Cloud Native 24 min read

Essential Prometheus Operator Metrics for Kubernetes: Prevent Alert Overload

This guide explains the most common Prometheus Operator metrics for Kubernetes, detailing each metric's purpose, the PromQL expression to monitor it, and the related underlying metrics, helping you fine‑tune alerts and avoid unnecessary noise in your cluster monitoring.

MaGe Linux Operations

Oct 6, 2020

Essential Prometheus Operator Metrics for Kubernetes: Prevent Alert Overload

After installing the Prometheus Operator, many default monitoring metrics can generate a large number of alerts if not carefully managed, so it is essential to understand these common metrics and adjust them as needed.

1. Kubernetes Resource Metrics

1.1 CPUThrottlingHigh – Checks the reasonableness of CPU limits by finding containers where more than 25% of CPU cycles were throttled in the last 5 minutes.

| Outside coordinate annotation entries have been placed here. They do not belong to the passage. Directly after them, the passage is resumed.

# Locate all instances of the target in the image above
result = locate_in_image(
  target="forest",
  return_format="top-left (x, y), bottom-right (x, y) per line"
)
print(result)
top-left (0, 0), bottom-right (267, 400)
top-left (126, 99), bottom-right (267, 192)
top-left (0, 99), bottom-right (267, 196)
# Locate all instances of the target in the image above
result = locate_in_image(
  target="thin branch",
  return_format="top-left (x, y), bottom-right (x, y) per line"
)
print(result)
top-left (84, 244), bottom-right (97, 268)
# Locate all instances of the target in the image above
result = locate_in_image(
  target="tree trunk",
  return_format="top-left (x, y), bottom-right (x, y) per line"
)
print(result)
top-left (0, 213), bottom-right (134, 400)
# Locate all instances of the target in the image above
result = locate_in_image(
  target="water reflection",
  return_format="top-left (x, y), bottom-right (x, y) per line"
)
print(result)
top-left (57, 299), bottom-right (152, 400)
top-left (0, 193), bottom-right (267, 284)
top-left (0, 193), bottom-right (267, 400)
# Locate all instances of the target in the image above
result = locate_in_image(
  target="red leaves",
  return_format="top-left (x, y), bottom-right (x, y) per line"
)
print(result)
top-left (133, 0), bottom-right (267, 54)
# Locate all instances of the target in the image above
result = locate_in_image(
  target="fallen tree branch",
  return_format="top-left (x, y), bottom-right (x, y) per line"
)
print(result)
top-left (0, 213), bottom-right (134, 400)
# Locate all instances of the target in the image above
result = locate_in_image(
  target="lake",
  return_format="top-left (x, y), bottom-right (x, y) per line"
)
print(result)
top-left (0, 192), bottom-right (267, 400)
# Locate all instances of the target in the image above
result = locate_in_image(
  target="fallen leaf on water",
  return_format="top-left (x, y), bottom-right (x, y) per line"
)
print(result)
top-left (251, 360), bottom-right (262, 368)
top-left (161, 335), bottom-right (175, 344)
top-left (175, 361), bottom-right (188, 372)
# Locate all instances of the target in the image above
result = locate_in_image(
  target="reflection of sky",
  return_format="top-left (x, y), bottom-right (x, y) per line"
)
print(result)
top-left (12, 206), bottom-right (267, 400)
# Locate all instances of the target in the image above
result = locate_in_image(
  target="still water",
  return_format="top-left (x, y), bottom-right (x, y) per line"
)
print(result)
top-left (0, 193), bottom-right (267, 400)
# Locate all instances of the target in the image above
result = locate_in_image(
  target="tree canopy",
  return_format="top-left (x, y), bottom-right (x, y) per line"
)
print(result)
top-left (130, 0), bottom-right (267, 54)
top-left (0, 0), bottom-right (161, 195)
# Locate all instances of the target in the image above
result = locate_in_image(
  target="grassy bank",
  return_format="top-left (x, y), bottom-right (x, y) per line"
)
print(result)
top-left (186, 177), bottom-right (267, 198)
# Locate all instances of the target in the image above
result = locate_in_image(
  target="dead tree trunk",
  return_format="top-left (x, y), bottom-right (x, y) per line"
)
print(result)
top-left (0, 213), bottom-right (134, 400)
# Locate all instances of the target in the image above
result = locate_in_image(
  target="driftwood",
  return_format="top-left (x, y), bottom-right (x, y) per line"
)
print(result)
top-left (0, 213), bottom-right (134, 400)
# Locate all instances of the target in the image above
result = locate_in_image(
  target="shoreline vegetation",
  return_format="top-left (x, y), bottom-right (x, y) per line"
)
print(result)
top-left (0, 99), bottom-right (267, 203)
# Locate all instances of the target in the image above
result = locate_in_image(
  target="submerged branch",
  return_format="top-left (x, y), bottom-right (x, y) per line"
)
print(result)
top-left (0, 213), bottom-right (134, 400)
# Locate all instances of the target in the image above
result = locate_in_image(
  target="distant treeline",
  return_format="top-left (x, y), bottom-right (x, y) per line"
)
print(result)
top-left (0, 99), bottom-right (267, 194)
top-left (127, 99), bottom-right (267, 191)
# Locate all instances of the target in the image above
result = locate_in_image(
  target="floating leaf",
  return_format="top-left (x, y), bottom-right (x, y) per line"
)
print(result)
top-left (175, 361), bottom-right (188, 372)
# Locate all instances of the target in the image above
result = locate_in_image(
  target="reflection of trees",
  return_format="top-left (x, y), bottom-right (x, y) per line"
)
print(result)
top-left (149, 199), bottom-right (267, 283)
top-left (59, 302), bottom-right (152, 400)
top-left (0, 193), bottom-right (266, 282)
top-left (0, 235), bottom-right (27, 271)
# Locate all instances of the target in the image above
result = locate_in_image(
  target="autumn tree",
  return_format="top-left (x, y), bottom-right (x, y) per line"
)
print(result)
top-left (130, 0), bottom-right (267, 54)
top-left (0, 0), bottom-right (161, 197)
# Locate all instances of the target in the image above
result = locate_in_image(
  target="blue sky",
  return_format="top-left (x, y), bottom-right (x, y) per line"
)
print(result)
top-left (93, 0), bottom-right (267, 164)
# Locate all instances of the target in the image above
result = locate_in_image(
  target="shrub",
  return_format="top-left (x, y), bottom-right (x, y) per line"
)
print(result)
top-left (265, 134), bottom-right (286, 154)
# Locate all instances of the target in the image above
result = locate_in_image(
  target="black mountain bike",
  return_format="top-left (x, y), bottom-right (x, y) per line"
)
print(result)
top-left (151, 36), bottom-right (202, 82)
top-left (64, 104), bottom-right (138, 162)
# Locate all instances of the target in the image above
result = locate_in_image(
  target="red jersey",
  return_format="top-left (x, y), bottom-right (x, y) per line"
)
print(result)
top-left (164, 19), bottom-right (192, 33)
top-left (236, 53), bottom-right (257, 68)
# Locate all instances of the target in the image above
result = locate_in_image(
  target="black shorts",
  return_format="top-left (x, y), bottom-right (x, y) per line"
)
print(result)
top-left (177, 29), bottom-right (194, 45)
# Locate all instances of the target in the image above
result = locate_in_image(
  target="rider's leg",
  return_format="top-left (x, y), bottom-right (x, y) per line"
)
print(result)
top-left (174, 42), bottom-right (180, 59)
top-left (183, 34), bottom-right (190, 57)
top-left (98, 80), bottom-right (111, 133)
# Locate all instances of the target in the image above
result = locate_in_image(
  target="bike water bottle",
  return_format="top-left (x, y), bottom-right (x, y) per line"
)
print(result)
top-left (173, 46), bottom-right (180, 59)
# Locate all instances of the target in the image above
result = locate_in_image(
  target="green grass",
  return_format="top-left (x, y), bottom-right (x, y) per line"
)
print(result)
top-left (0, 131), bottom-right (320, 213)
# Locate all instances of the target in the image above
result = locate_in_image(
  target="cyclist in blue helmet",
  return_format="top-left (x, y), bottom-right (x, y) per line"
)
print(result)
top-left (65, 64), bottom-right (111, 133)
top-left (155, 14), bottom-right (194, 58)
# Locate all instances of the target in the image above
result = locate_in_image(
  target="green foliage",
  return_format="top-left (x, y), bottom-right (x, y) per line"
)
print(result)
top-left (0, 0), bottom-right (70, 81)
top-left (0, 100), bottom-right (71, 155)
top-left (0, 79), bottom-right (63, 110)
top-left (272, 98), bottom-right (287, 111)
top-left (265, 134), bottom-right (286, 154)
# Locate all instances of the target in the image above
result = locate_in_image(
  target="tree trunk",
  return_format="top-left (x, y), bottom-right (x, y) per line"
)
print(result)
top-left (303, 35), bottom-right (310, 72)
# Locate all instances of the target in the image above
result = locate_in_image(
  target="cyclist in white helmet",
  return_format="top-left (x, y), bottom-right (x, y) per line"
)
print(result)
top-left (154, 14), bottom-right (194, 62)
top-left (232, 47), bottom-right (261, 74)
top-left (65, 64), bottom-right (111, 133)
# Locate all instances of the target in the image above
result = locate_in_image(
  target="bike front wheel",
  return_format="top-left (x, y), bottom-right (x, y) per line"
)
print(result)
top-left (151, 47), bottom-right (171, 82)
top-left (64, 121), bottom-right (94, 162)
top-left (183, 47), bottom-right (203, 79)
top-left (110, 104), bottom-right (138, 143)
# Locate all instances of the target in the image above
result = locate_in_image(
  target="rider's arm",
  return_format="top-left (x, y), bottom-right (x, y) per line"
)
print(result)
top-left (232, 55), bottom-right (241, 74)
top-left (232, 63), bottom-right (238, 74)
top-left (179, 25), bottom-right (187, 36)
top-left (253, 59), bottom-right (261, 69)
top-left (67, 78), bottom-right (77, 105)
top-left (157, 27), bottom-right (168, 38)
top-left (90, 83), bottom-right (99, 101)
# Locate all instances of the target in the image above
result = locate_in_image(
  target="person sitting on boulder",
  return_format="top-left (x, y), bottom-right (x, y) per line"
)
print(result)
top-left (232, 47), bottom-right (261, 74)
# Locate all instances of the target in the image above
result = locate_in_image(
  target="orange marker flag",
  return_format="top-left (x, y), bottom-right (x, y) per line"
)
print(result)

sum(increase(container_cpu_cfs_throttled_periods_total{container!=""}[5m])) by (container, pod, namespace)
  /
sum(increase(container_cpu_cfs_periods_total{}[5m])) by (container, pod, namespace)
  > (25 / 100)

Related metrics:

container_cpu_cfs_periods_total – total number of CPU periods in a container's lifetime

container_cpu_cfs_throttled_periods_total – total number of throttled CPU periods in a container's lifetime

1.2 KubeCPUOvercommit – Detects cluster‑wide CPU over‑commitment that could make the cluster intolerant to node failures.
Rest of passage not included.